Parents rushed to the daycare centre to pick up their children as soon as they received a call from police or heard about the shooting on the news. The handover was slow, however, with one nervous mother describing it as a "trickle" as police ensured that the children were delivered to their proper parents.
The children were placed in a neighbour's house as they waited for their parents to pick them up. Many of them had not been able to retrieve all of their belongings inside the daycare centre, which was being treated as a crime scene. One shoeless girl, for example, wore a large winter jacket belonging to an ambulance driver as she was handed to her parents. Others were wrapped in all types of blankets.

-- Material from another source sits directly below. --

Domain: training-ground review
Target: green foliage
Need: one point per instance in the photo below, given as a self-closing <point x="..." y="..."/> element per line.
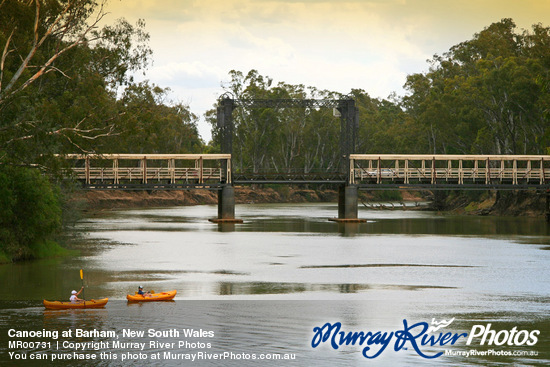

"We are simply glad to have our children back," said a father after he and his spouse picked up their two children.
"We just want to go home," added a mother of a four-year-old who gave her name as Geneviève.
Parents received their children from the hands of police and the families were sent into a city bus for processing before being allowed to leave the site.
"The good news is that the 53 children are safe. A neighbour is acting as good Samaritan and keeping them safe," said Gatineau Police Sergeant Jean-Paul Le May shortly after the shooting.
Sgt. Le May said the shooter had spoken to daycare staff before he turned the gun on himself, and that several crying children were near the body when police arrived.
"Considering how small the area was and the number of children present, some probably witnessed something," the police spokesman said.
Counselling services have been set up for the children and staff.
The daycare facility is located across the street from Hôpital de Hull in Gatineau, and both Chief Harel and Mr. Bureau thanked all police officers and health workers who intervened quickly.